Thursday, June 17, 2010

The Monarch Population in June

There is a lingering question about the monarch butterfly population. After devastation in the monarch population over the winter, will their numbers rebound? Previously when numbers dwindled in response to storms or other factors, the following year witnessed a huge increase in population. Will this year see the same?

The winter of 2009 witnessed the lowest numbers of monarch butterflies in both Mexico and California. The Spring reports in the Eastern portion of the United States are very favorable. Monarchs found a rich breeding ground in Texas with abundant milkweed for egg-laying and nectar everywhere from frequent winter rains. In fact, monarchs seemed to hunker down in Texas for awhile, raising speculation of their dynamics as everyone watched the sightings soar on Journey North.  Then when winds and temperatures were favorable, monarchs took off on the move leading to a record number of sightings in May all the way up to Canada. http://www.learner.org/jnorth/monarch/spring2010/Caption052710_1.html  But the question remained: Were there really more monarchs, or were more people aware of their dilemna and looking for them? Only time will tell. We'll hope for the best.
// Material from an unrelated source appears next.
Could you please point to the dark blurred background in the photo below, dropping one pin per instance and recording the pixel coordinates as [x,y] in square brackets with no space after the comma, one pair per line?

The news about monarchs in the West doesn't appear as hopeful at first glance. Monarch spotters in California are reporting monarch absence rather than presence. Milkweed locations that usually have "evidence" of monarchs - eggs or larvae - are bare, even though the milkweed is abundant and healthy. While some experts advise patience because of the cool spring, the threads of growing concern are in the air. Hopefully more monarch sightings will be reported as the summer season continues.

Weather affects monarchs. Not too hot, not too cold....sounds like the Three Bears, right? When temperatures are lower than normal or more rain than normal, the monarch life cycle takes longer. When it takes more days to grow as a larvae or pupae, the number of generations can be affected. Studies indicate that monarchs larvae and pupae only grow between 52.7 and 91.4 degrees. When it is above or below this threshold growth ceases and waits until the temperatures rise within these parameters to continue. Look at the weather maps for May and you can see that the East had warmer than usual temperatures, while most of the West was cooler. http://www.noaanews.noaa.gov/stories2010/20100608_maystats.html

Lets all hope that as summer progresses more monarch and monarch larvae will be reported in the West and Southwest. No reports of monarchs yet in June in Arizona. Keep looking! By early July monarchs are usually moving into the state. Keep your eyes open!